The GST Council on Saturday slashed the tax rate on Covid-19 drugs such as Remdesivir and Tocilizumab as well as on medical oxygen and oxygen concentrators but ignored demands for a reduction in taxes on vaccines.
The Council, acting on the recommendation of a group of ministers (GoM) from different states, cut to nil from the existing 5 per cent GST on Covid-19 drug Tocilizumab and black fungus medicine Amphotericin B.
Hand sanitisers, pulse oximeters, BiPAP machines, testing kits, ambulances and temperature check equipment were among the 18 items on which GST rates were lowered.
“It was felt that the GoM’s recommendations have brought in a lot of substantial change. Many items, that were at 18 per cent and 12 per cent, were brought down to 5 per cent,” finance minister Nirmala Sitharaman said while briefing reporters after the 44th GST Council meeting here.
However, the GST rate on Covid vaccines was retained at 5 per cent as the Council felt that the majority of the vaccine procurement was being done by the Centre and given free to people.
“The central government is purchasing 75 per cent and is paying GST also. But the impact of this GST on people will be nil as people would be getting vaccines free of cost at government hospitals,” Sitharaman said.
Revenue secretary Tarun Bajaj said: “The GST will also be borne by the Centre. But out of the income from GST, 70 per cent will be shared with the states.” He said the notification of lower GST rates would be issued “tomorrow or day after”.
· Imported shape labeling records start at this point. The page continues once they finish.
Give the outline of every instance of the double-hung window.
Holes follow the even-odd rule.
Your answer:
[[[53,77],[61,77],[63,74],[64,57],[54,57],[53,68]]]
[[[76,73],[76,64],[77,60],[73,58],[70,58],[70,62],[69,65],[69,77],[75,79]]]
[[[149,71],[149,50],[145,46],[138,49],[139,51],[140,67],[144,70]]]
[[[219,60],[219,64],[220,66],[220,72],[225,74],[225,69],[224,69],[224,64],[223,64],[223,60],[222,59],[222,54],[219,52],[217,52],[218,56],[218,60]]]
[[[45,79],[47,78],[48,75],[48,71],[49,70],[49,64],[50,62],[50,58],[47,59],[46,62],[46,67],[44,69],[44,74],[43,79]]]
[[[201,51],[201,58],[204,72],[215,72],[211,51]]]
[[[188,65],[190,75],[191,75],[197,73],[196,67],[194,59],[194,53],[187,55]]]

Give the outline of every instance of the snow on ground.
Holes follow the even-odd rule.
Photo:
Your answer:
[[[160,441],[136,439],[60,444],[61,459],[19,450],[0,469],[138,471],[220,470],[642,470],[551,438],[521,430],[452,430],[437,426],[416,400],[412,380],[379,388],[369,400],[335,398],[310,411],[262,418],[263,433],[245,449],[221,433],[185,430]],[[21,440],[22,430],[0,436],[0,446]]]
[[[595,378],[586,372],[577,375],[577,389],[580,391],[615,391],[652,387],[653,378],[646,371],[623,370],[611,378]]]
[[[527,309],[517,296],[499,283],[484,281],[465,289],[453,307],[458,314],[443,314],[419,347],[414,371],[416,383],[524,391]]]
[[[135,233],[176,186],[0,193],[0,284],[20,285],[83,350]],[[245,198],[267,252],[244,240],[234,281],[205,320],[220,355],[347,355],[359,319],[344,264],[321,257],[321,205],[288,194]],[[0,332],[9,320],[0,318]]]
The FM added that no other issue such as compensation to states figured in the meeting.
The council said the tax cuts are valid till September 30 and can be further extended, if needed, as the deadline nears.
Ritesh Kanodia, partner, Dhruva Advisors, said: “The GST council’s decision to not cut the rate on vaccines will help to maintain the principle of fungibility of credit under GST and, thereby, not lead to any cost increase arising from loss of credits. Steps such as zero rating with credits or full abatement with credit could have also led to an aberration under the GST laws.
“At the same time the government has ensured that people are not burdened with the the GST cost by picking up the same, except where it may not matter such as purchases by private parties.”
M.S Mani, senior director, Deloitte India, said: “While the reductions on medication and equipment are good measures, curtailment of the exemption period would make it difficult for businesses to plan new investments and expand their supply chains in order to ensure that they reach all corners of the country. Businesses engaged in manufacture and trading would hope that the period is extended beyond September 30.”
Abhishek Jain, tax partner, EY, says: “The cut in rates will be much appreciated by the general public.”